Desemboqué aburrido en la cola de la caja. En los supermercados, cuando hay pocos clientes, siempre tenemos que esperar mucho para que nos cobren, es algo absurdo, pero axiomático. Al cabo esto no tiene mucha importancia. Iba todo esto a aclarar que el azar nos puso en fila a aquel hombre y a mí. Ya de una primera mirada se veía que el tipo no era eso que los bancos y las compañías aseguradoras llaman «una persona solvente». La camisa que vestía cualquiera de nosotros la hubiese jubilado hace quince años, gastadísima por todas partes, sobre todo en el cuello y los puños, un puro hilacho. El pantalón era de la misma camada. Los zapatos estaban, voy a permitirme la broma negra, para el arrastre. Sin embargo al hombre le revestía una dignidad obrera, esforzada, de pobreza decorosa. El acento le delataba como venido de la otra orilla del Mediterráneo, de ese Magreb que dista de nosotros menos de cien kilómetros y más de medio milenio.
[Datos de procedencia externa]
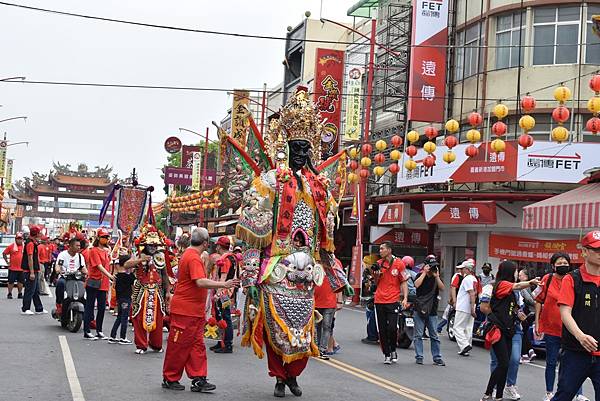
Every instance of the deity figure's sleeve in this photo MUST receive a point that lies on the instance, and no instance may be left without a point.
(255, 225)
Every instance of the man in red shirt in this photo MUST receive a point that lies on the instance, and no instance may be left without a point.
(15, 273)
(390, 277)
(185, 345)
(579, 311)
(30, 264)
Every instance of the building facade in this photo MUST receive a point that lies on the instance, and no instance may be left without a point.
(64, 195)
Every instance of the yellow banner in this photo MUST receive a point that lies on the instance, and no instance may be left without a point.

El hombre había comprado tres piezas de pan de esas que venden a bajo precio, y nada más. Bueno, sólo una cosa más. Tardé un rato en ver que en la mano llevaba, con todo el cuidado del mundo, un huevo de chocolate.

Aquella tarde un crío no sabría de la pobreza, o la olvidaría por un rato. Aquella tarde un chiquillo, o tal vez una chiquilla (a la edad de los ángeles es verdad que no tienen sexo) sería feliz con una golosina que, posiblemente, su padre apenas podía costearle. Y supe que yo, en su lugar, en sus circunstancias, forastero y paupérrimo en un paraíso que no lo es, hubiese hecho exactamente lo mismo, hubiese invertido mis últimas monedas en un huevo de chocolate para mi niña. Y supe que entre ese hombre y yo no había tanta distancia, que el abismo del idioma, de la fe, de las creencias, de la cuenta corriente, es siempre salvable cuando hablamos de la ternura de un hombre hacia su hijo, del cálido y grato sacrificio de gastar lo poco que nos queda en verle una sonrisa.

Me sentí hermano de ese hombre porque soy padre como él y quiero a mi hija como él quiere a los suyos, tanto como para que si queda solo una moneda, una última, capitalista, sucia, violenta y absurda moneda, sería para comprarle unos minutos de felicidad, el rato que durase el chocolate y el juguete que levemente envuelve.

Tal vez sea esa la hermandad de la que hablaba ese a quien pasean estos días rodeado de tambores, cornetas, militares y riqueza, pero va envuelto en un estruendo tan grande que no hay quien le escuche.